Immortal Life of Henrietta Lacks
The True Story of the HeLa Immortal Cell Line
About Henrietta Lacks
Summary of Her Story (as told by Rebecca Skloot in The Immortal Life of Henrietta Lacks)
Henrietta's cancer spread very rapidly throughout her body, and it became inoperable. She kept her illness a secret from most people until near the end of her life. Despite the fact that Johns Hopkins was one of the few hospitals that treated black patients, it did not give them the best care possible. Henrietta was placed in the "colored" ward of the hospital, her samples labelled "colored" during her final visit to the hospital, and when she died, her body was put in the "colored" freezer in the hospital morgue.
"The official cause of Henrietta’s death was terminal uremia: blood poisoning from the
buildup of toxins normally flushed out of the body in urine.
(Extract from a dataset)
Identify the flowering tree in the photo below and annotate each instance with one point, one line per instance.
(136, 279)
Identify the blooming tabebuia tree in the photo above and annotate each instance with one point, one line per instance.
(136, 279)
The tumors had completely
blocked her urethra, leaving her doctors unable to pass a catheter into her bladder to empty it."
Biotechnology -- Discovery of the HeLa Line of Immortal Cells
HeLa is the most commonly used cell line in the world, as it is the most resilient. The HeLa line was the first to survive in vitro for a long period of time. The cells are easy to grow, store, and ship, which is just another facet of their usability and popularity. Cancerous cells are typically durable, and Henrietta's were even more so than usual. Henrietta had some venereal diseases, which may have been why her cells were immune to programmed cell death (when cells die after a couple of divisions). Because HeLa cells are so hardy, they can contaminate other cell samples as well, ruining them for experimental use, but they are mostly very useful.